Таков был Ллин Ллионис, который звался теперь Ллионесс. Я понимал, откуда взялись разговоры о мрачных чудесах — Ллионесс не располагал к себе. Ощущение тоски росло по мере того, как мы приближались к дворцу, стоящему лицом на запад на высоком морском обрыве. Подобно Инис Аваллаху, он был обнесен надежной стеной с воротами и башнями. Внутри же он оказался просторнее, поскольку с Белином осталась большая часть уцелевших атлантов и лишь немногие ушли с Аваллахом на север.
Белин принял нас учтиво, но сдержанно. Мне казалось, он нам рад, хотя и держится настороже. Мое первое впечатление было таким: вот разуверившийся в жизни человек, которому ничто не мило. Даже объятие его было холодно, словно прикосновение змеи.

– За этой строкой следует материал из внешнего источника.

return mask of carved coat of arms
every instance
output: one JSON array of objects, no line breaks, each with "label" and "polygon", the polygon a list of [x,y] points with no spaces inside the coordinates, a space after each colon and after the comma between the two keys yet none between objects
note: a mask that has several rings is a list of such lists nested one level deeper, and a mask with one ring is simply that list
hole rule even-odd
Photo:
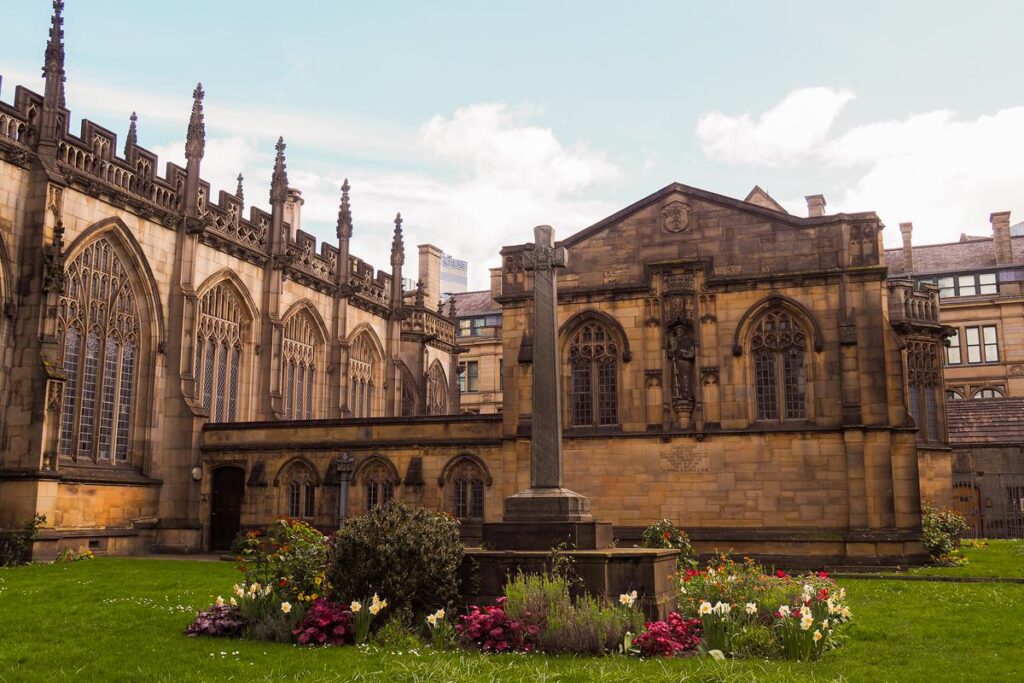
[{"label": "carved coat of arms", "polygon": [[661,208],[661,227],[666,232],[683,232],[690,227],[690,205],[678,199]]}]

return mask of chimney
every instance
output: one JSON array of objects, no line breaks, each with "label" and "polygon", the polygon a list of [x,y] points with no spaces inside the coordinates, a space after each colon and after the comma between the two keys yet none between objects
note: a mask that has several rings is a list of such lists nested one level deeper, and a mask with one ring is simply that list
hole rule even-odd
[{"label": "chimney", "polygon": [[900,232],[903,233],[903,272],[914,272],[914,247],[910,242],[910,234],[914,232],[913,223],[900,223]]},{"label": "chimney", "polygon": [[817,218],[825,215],[825,195],[811,194],[804,197],[807,200],[807,215],[810,218]]},{"label": "chimney", "polygon": [[501,268],[491,268],[491,298],[501,296]]},{"label": "chimney", "polygon": [[992,222],[992,238],[996,247],[996,265],[1008,266],[1013,263],[1013,246],[1010,242],[1010,212],[999,211],[988,217]]},{"label": "chimney", "polygon": [[437,304],[441,301],[441,257],[444,252],[433,244],[421,244],[420,250],[420,280],[426,292],[423,302],[432,311],[437,310]]},{"label": "chimney", "polygon": [[284,200],[284,219],[291,226],[292,239],[295,239],[295,235],[302,229],[302,205],[305,203],[301,190],[288,188],[287,199]]}]

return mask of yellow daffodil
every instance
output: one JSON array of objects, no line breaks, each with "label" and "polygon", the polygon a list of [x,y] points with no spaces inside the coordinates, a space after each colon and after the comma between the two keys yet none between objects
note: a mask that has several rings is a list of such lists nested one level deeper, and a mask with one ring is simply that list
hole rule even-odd
[{"label": "yellow daffodil", "polygon": [[430,625],[430,628],[434,628],[435,626],[437,626],[437,615],[436,614],[428,614],[427,615],[427,623]]},{"label": "yellow daffodil", "polygon": [[779,606],[779,616],[780,617],[788,617],[789,616],[789,605],[780,605]]},{"label": "yellow daffodil", "polygon": [[352,604],[349,605],[348,608],[352,610],[353,614],[355,614],[359,610],[363,609],[363,603],[359,602],[358,600],[353,600]]},{"label": "yellow daffodil", "polygon": [[800,628],[807,631],[811,626],[814,626],[814,615],[807,613],[800,618]]},{"label": "yellow daffodil", "polygon": [[711,614],[711,610],[712,609],[714,609],[714,608],[711,607],[711,603],[705,601],[705,602],[700,603],[700,609],[698,610],[698,612],[700,614]]},{"label": "yellow daffodil", "polygon": [[821,631],[815,631],[812,637],[814,638],[814,642],[818,642],[819,640],[824,638],[824,636],[821,635]]},{"label": "yellow daffodil", "polygon": [[434,613],[434,616],[437,617],[438,621],[440,621],[441,619],[444,619],[444,610],[443,609],[437,610]]},{"label": "yellow daffodil", "polygon": [[288,614],[289,612],[291,612],[292,611],[292,603],[290,603],[290,602],[282,602],[281,603],[281,611],[284,612],[285,614]]},{"label": "yellow daffodil", "polygon": [[757,614],[757,603],[756,602],[748,602],[746,610],[747,610],[747,614]]},{"label": "yellow daffodil", "polygon": [[214,604],[215,607],[223,607],[224,606],[224,598],[222,598],[222,597],[220,597],[218,595],[217,599],[213,601],[213,604]]},{"label": "yellow daffodil", "polygon": [[230,604],[232,607],[237,607],[238,606],[238,601],[235,600],[234,598],[231,598],[231,600],[228,602],[228,604]]}]

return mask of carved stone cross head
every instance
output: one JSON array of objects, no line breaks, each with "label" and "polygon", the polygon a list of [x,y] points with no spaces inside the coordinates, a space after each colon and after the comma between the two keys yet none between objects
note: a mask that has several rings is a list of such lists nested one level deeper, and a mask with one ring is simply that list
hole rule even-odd
[{"label": "carved stone cross head", "polygon": [[527,270],[551,270],[569,265],[569,254],[565,247],[555,246],[555,230],[550,225],[538,225],[533,229],[533,249],[526,257]]}]

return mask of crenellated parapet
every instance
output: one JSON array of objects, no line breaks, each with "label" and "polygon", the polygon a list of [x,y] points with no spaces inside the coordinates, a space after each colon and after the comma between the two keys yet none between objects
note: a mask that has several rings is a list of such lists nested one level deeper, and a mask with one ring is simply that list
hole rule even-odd
[{"label": "crenellated parapet", "polygon": [[338,263],[338,248],[324,242],[320,253],[316,252],[316,238],[301,230],[295,234],[295,241],[289,241],[286,248],[288,266],[285,274],[296,282],[317,291],[333,293],[337,284],[334,270]]},{"label": "crenellated parapet", "polygon": [[391,306],[391,275],[349,256],[349,295],[356,308],[386,315]]},{"label": "crenellated parapet", "polygon": [[[952,328],[939,317],[939,287],[930,282],[892,279],[889,287],[889,323],[903,333],[946,337]],[[948,332],[948,333],[947,333]]]},{"label": "crenellated parapet", "polygon": [[402,319],[402,337],[450,352],[456,346],[455,321],[424,306],[410,306]]}]

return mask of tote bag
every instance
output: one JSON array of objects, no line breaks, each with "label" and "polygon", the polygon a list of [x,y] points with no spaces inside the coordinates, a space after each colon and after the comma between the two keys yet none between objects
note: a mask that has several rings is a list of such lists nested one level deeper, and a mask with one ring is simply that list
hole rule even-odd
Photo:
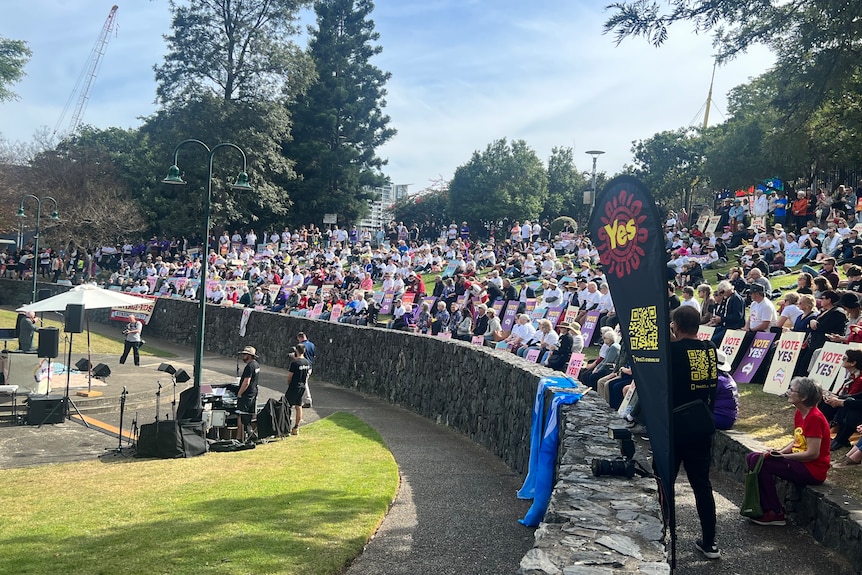
[{"label": "tote bag", "polygon": [[739,506],[739,514],[743,517],[761,517],[763,508],[760,506],[760,487],[757,484],[757,476],[763,466],[765,453],[760,454],[754,469],[745,474],[745,495],[742,497],[742,505]]}]

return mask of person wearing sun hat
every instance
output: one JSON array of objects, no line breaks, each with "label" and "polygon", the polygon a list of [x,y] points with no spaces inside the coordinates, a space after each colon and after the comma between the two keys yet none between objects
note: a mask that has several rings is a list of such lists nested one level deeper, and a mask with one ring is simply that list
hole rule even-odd
[{"label": "person wearing sun hat", "polygon": [[236,438],[239,441],[245,441],[245,428],[251,425],[257,409],[257,380],[260,376],[260,364],[257,362],[257,350],[250,345],[245,346],[239,355],[245,362],[245,369],[239,378],[239,391],[236,393],[236,410],[240,420],[236,426]]},{"label": "person wearing sun hat", "polygon": [[[575,327],[577,326],[577,327]],[[575,338],[572,331],[580,333],[580,324],[568,324],[561,321],[557,324],[557,329],[560,330],[560,340],[553,347],[550,356],[548,356],[546,365],[557,371],[566,371],[566,366],[569,364],[569,358],[572,356],[572,351],[575,343]],[[581,348],[583,348],[583,340],[581,340]],[[581,351],[581,350],[578,350]]]}]

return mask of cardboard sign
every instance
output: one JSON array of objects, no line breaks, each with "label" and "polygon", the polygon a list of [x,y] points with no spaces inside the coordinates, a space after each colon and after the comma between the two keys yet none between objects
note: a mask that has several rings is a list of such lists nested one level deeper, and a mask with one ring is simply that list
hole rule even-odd
[{"label": "cardboard sign", "polygon": [[598,327],[600,315],[601,312],[594,309],[588,311],[586,317],[584,317],[584,325],[581,326],[581,335],[584,336],[584,343],[593,341],[593,334]]},{"label": "cardboard sign", "polygon": [[765,228],[766,227],[766,221],[765,221],[763,216],[758,216],[756,218],[751,218],[751,225],[757,229]]},{"label": "cardboard sign", "polygon": [[111,319],[116,321],[129,321],[129,316],[134,315],[135,318],[140,321],[142,324],[147,325],[150,323],[150,318],[153,316],[153,310],[156,307],[156,298],[147,295],[135,294],[138,297],[145,297],[151,299],[150,303],[141,303],[138,305],[127,306],[127,307],[113,307],[111,308]]},{"label": "cardboard sign", "polygon": [[631,386],[626,392],[625,397],[623,397],[623,402],[620,404],[619,409],[617,409],[617,415],[619,415],[620,417],[626,417],[628,415],[631,415],[637,403],[638,391],[635,386]]},{"label": "cardboard sign", "polygon": [[566,323],[572,323],[573,321],[578,319],[578,312],[580,311],[580,309],[581,308],[576,305],[570,305],[568,308],[566,308],[566,317],[563,319],[563,321]]},{"label": "cardboard sign", "polygon": [[472,339],[470,339],[470,343],[482,347],[483,345],[485,345],[485,338],[481,335],[474,335]]},{"label": "cardboard sign", "polygon": [[572,357],[569,358],[569,364],[566,366],[566,375],[571,376],[573,379],[578,379],[578,374],[581,372],[583,365],[584,354],[573,353]]},{"label": "cardboard sign", "polygon": [[527,361],[532,361],[533,363],[536,363],[537,361],[539,361],[539,355],[540,355],[540,354],[541,354],[541,351],[540,351],[540,350],[538,350],[538,349],[531,349],[530,351],[528,351],[528,352],[527,352],[527,356],[526,356],[526,358],[525,358],[525,359],[526,359]]},{"label": "cardboard sign", "polygon": [[757,373],[760,364],[766,359],[766,353],[769,351],[773,339],[775,339],[775,334],[771,331],[759,331],[754,335],[751,346],[745,350],[745,356],[739,363],[739,367],[733,372],[733,379],[737,383],[751,383],[751,379]]},{"label": "cardboard sign", "polygon": [[805,332],[786,331],[775,346],[775,355],[769,365],[766,381],[763,382],[763,391],[781,395],[787,391],[790,379],[793,377],[793,369],[802,352],[802,340]]},{"label": "cardboard sign", "polygon": [[795,248],[792,250],[786,250],[784,252],[784,265],[785,267],[792,268],[799,265],[799,262],[802,261],[802,258],[805,257],[805,254],[808,253],[807,249]]},{"label": "cardboard sign", "polygon": [[562,307],[548,308],[548,321],[551,322],[551,327],[557,327],[560,317],[563,315]]},{"label": "cardboard sign", "polygon": [[329,321],[337,322],[338,318],[341,317],[341,312],[344,310],[344,306],[341,304],[335,304],[332,306],[332,313],[329,314]]},{"label": "cardboard sign", "polygon": [[733,363],[736,360],[736,354],[739,353],[739,347],[742,345],[744,337],[745,332],[741,329],[729,329],[724,332],[724,338],[722,338],[718,349],[724,352],[729,363]]},{"label": "cardboard sign", "polygon": [[408,304],[413,305],[413,301],[416,299],[415,292],[404,292],[401,294],[401,303],[404,304],[404,307],[407,307]]},{"label": "cardboard sign", "polygon": [[450,331],[441,331],[437,334],[437,337],[440,339],[452,339],[452,332]]},{"label": "cardboard sign", "polygon": [[446,265],[446,270],[443,272],[444,278],[450,278],[455,275],[455,271],[458,269],[458,262],[452,260]]},{"label": "cardboard sign", "polygon": [[703,231],[715,233],[715,231],[718,229],[718,224],[720,221],[721,221],[721,216],[710,216],[709,217],[709,223],[706,224],[706,229]]},{"label": "cardboard sign", "polygon": [[700,231],[704,231],[706,229],[707,222],[709,222],[709,216],[704,214],[697,218],[697,223],[695,223],[694,225],[696,225],[697,229],[699,229]]},{"label": "cardboard sign", "polygon": [[697,328],[697,339],[700,341],[706,341],[708,339],[712,339],[712,335],[715,333],[714,325],[701,325]]},{"label": "cardboard sign", "polygon": [[380,304],[380,313],[387,315],[392,313],[392,301],[395,299],[394,291],[387,291],[383,294],[383,302]]},{"label": "cardboard sign", "polygon": [[811,371],[808,372],[808,377],[820,384],[823,389],[832,391],[835,384],[835,378],[841,370],[841,358],[844,357],[844,352],[849,346],[844,343],[836,343],[829,341],[823,344],[820,348],[820,355],[814,360],[811,366]]},{"label": "cardboard sign", "polygon": [[503,315],[503,306],[506,305],[504,300],[498,299],[495,300],[493,304],[491,304],[491,308],[494,310],[494,313],[497,314],[497,317]]},{"label": "cardboard sign", "polygon": [[503,321],[501,322],[503,331],[506,333],[511,333],[512,327],[515,325],[515,318],[518,315],[518,303],[517,300],[506,303],[506,311],[503,313]]},{"label": "cardboard sign", "polygon": [[509,344],[505,341],[498,341],[497,345],[494,346],[494,349],[509,349]]},{"label": "cardboard sign", "polygon": [[311,313],[308,314],[308,317],[311,319],[320,317],[320,314],[323,313],[323,302],[314,304],[314,307],[311,308]]},{"label": "cardboard sign", "polygon": [[533,313],[533,310],[536,309],[536,298],[528,297],[526,302],[526,307],[524,308],[524,313],[530,315]]}]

Майлдун, мой дядя, которого я никогда прежде не видел, оказался ничуть не лучше. Лицом он походил на Белина и Аваллаха — семейное сходство сказывалось очень сильно. Он был красив и статен, но держался надменно и своенравно. Подобно земле, на которой он жил, тоска окутывала его, как плащом.
Однако Гвендолау и Барам сделали все, чтобы развеять подозрения: вручили подарки, присланные Аваллахом, подробно объяснили цель нашего приезда и вообще вели себя словно братья, соскучившиеся в разлуке. Наверное, они поняли характер людей, с которыми столкнулись, так что к концу нашего пребывания сумели завоевать Белина, если не Майлдуна.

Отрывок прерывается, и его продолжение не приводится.